This year’s Venice Biennale has been packed away, the pavilions have been emptied of their wonderfully creative works of art, the panini stands dismantled and the mammoth ticket queues have subsided and so I’d like to reflect on what was a brilliant biennale. Venice Biennale is a magical event split over two main venues, the Arsenale and the Giardini, with other satellite venues which often drag you in off the street full of intrigue. During my four days there I was introduced to an array of artists and enthralled by their artwork so there is so much I could say but here are just a few of my favourites…
Coming from Lakeland Arts and being privileged enough to live in such a beautiful part of the world, I often look out for artists who tackle what is one of the most familiar subject matters, landscape. To give the theme of landscape a fresh twist can be difficult but the fantastical drawings with an astounding level of detail by Chinese artist Lin Xue captivated me.
One of the most poignant installations was in the Republic of Serbia’s exhibition, Nothing Between Us, which featured the work of artists Vladimir Perić and Milos Tomic, and was a 3D wallpaper called Mickey Mouse Pattern, 2013. From a distance its ordered layout makes it seem as though you are looking at 2D wallpaper however on closer inspection it becomes evident the items are individual, owned by individuals but telling a collective story. The artist collected these toys over 20 years from flea markets and their collection and presentation is almost monument-like to the people who owned these toys in the 1960s who most likely died in civil war, fled to another country or died in poverty. What was at first childlike and innocent, through a consideration of history, becomes moving and melancholy.
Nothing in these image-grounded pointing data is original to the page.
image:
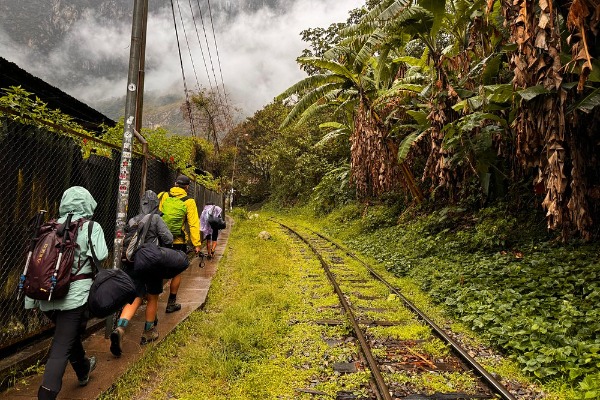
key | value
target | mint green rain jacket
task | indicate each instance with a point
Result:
(79, 201)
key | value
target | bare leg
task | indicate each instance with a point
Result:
(130, 309)
(174, 286)
(151, 307)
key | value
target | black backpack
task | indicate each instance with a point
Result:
(135, 237)
(48, 268)
(111, 289)
(216, 222)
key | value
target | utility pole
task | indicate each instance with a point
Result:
(131, 101)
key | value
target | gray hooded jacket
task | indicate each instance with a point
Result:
(79, 201)
(157, 229)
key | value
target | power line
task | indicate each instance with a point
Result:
(187, 98)
(207, 45)
(217, 50)
(200, 44)
(188, 45)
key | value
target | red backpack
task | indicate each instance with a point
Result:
(47, 274)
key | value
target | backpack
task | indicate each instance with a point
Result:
(160, 262)
(135, 237)
(215, 222)
(174, 212)
(111, 289)
(48, 270)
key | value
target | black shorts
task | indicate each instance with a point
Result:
(144, 284)
(212, 236)
(149, 286)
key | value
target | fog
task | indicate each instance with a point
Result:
(255, 62)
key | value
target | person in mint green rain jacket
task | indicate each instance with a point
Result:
(70, 314)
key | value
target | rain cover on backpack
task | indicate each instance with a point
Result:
(40, 280)
(135, 237)
(174, 212)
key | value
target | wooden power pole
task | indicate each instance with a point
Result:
(132, 99)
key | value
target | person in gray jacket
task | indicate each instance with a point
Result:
(151, 287)
(70, 313)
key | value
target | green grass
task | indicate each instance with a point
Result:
(255, 338)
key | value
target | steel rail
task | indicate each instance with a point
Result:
(379, 381)
(462, 353)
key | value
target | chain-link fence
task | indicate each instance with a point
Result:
(38, 165)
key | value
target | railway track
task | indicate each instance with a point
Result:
(406, 354)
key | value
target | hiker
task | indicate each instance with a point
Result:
(70, 313)
(149, 286)
(210, 233)
(180, 213)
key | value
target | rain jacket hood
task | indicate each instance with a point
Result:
(149, 202)
(79, 201)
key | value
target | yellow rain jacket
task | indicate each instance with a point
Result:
(192, 219)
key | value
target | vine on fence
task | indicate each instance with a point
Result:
(179, 152)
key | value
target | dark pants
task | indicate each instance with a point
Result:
(66, 346)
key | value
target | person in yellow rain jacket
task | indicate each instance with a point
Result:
(181, 217)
Finally, one of the most memorable experiences of the Biennale was boarding the bright orange boat, which was the Portuguese pavilion, and discovering the breath-taking working of Joana Vasconcelos. Bearing in mind this was after 6 or 7 hours of looking around the Giardini, with a little bit of art-fatigue, Vasoncelos’ fantastic crocheted and knitted creations both unnerved and excited. Exploring her installation was a perfect finish to the day.
The funding for this visit was provided through the Jonathan Ruffer curatorial grants administered by the Art Fund. I would like to thank all those at the Art Fund for supporting my application and for colleagues at the British Council for their help and advice.